Pratik olarak hiç kimse mağaraya ayak basmadığı için, Adrián Beltrán'ın onlara yolculuklarında eşlik etmesi gerekti.
İçeri girdiklerinde, uzmanlar üç kabuk bileziği, bir yumuşakça bileziği parçası, dev süslenmiş bir deniz kabuğu ve bir parça kömürleşmiş odun yanı sıra çeşitli diskler ve tortu örneklerini inceledi.
Kabuk halkalarının fallik kaya oluşumlarına yerleştirilmesi ve İspanyol öncesi kültürlerde rahim ve yeraltı dünyasıyla olan ilişkileri, uzmanların bu kültürün bunları doğurganlık ritüellerinde kullandığı sonucuna varmalarına yol açtı.

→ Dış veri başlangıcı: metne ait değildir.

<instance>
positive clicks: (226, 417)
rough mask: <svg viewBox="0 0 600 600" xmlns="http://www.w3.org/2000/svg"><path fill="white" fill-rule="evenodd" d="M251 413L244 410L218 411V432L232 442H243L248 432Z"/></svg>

Arkeologlar, eserleri yüksek bir olasılıkla 950 ile 1521 yılları arasına, Postklasik döneme tarihlendirebildiler ve uzman arkeologlara göre bunlar Tlacotepehua kültürü tarafından yapılmış ve kullanılmıştı.
Baş arkeolog Pérez Negrete, bir basın açıklamasında, “Tepuzteklerin bir koluydu, dağlarda yaşayan ve metallerle çalışmaya kendini adamış eski bir gruptur, bu nedenle adı tepuztli'dir. Başkentlerini hala var olan ve bu kasabalarda öncülleri olan Tlacotepec belediyesinde kurdular, bu nedenle bulguların zamansallığı tarihsel kaynakların anlattıklarıyla örtüşüyor” diye açıkladı.
Tlacotepehua kültürü hakkında çok az bilgi bulunduğundan, arkeologlar mağarada tesadüfen yapılan keşfin özel önemini belirttiler.
Topluluk toplantılarına katılma ve destekleyici kuruluşlar oluşturma, Meksika İspanyol öncesi tarihinden kalma bu değerli kalıntıların korunması ve güvenli saklanması için yerlilerle birlikte çalışıyor.